Area Students Show Off Their Business Skills

Children displayed their entrepreneurial spirit Saturday afternoon as they promoted their businesses during the Hardin County Children’s Business Fair.
Around 20 children set up businesses that included craft items, baked goods and artwork at John Hardin High School.
Daniel Koellish, 7, sold bracelets and bath salts with a very convincing sales pitch. He described his products in detail to potential customers, even letting them smell each bath salt and telling them which ones were most popular.
Daniel, who attends Barry Hahn Primary School in Meade County, got the idea to make the bracelets when he watched a fishing video with his mom. It said you could use beads to keep the sinker and the hook apart, he said. He then started using the beads for bracelets. He sells them at farmers markets and other locations.
“I sell them to make money to buy things that interest me like Pokémon cards and maybe books on Pokémon,” he said.
Elijah Bunch also was at the business fair. The 13-year-old goes to Wedgwood Academy North in Radcliff.
He was there selling baked goods.
He started his business because he wanted a computer and wanted to earn money to buy one.
“I did something I was pretty good at,” he said.
It took him about a year and a half to earn the money for his goal.
Elijah thinks it’s a good idea for students to start their own business.
“You have to figure out early on if you are going to follow somebody or do something on your own,” he said.
Layla Carden, 9, a student at Cecilia Valley Elementary School, had earrings, necklaces and bracelets for sale on Saturday.
“My mom introduced me to a small business place. I thought it was really cool that they had a small business, and I wanted to have one of my own,” she said.
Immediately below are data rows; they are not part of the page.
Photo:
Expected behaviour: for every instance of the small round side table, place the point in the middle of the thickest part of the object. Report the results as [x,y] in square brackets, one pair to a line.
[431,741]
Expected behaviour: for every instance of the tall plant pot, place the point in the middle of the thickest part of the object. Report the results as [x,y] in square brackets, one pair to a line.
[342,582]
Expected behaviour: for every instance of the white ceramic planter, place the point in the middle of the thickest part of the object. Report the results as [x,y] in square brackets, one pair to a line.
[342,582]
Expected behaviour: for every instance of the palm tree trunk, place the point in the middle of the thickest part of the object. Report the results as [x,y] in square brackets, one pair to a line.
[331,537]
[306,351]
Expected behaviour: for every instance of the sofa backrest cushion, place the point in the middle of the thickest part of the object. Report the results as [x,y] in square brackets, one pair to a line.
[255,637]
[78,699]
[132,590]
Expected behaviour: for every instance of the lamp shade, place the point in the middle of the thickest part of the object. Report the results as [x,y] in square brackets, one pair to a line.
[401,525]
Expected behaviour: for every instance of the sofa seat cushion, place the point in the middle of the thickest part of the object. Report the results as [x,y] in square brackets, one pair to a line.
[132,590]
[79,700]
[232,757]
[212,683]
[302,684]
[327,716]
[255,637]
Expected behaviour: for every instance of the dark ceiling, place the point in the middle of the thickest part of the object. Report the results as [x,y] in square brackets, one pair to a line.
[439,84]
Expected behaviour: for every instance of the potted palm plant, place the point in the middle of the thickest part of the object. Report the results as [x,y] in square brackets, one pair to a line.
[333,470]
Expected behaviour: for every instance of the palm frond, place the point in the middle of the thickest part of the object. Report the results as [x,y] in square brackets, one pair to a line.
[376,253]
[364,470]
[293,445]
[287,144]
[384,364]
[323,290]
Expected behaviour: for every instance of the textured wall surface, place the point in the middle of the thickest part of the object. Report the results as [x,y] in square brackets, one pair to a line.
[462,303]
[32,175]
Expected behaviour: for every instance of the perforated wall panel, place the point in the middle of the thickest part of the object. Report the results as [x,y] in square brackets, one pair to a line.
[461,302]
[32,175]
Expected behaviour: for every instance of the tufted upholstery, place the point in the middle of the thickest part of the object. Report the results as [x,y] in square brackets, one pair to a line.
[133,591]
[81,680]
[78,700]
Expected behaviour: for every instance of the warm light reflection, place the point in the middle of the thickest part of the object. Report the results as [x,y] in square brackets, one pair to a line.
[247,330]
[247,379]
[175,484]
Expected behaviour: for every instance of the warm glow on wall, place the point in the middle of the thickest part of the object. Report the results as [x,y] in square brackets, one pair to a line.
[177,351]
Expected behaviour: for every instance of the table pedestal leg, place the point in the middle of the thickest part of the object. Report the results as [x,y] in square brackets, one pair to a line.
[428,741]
Layla had been saving up money for something to buy, but decided to put that money into her business instead. She’s been in business as Bug’s Boutique for about a year. She named it that because her nickname has been Bug since she was a baby.
“I think it’s an amazing experience and, if you make money, you can buy your own stuff or set it aside to make your business bigger,” she said. “It’s very fun, but sometimes you get some hand cramps from making jewelry.”
The children were able to sell their products to shoppers and also were competing for a $200 prize that was won by Kaleb’s Kreation organic dog treats.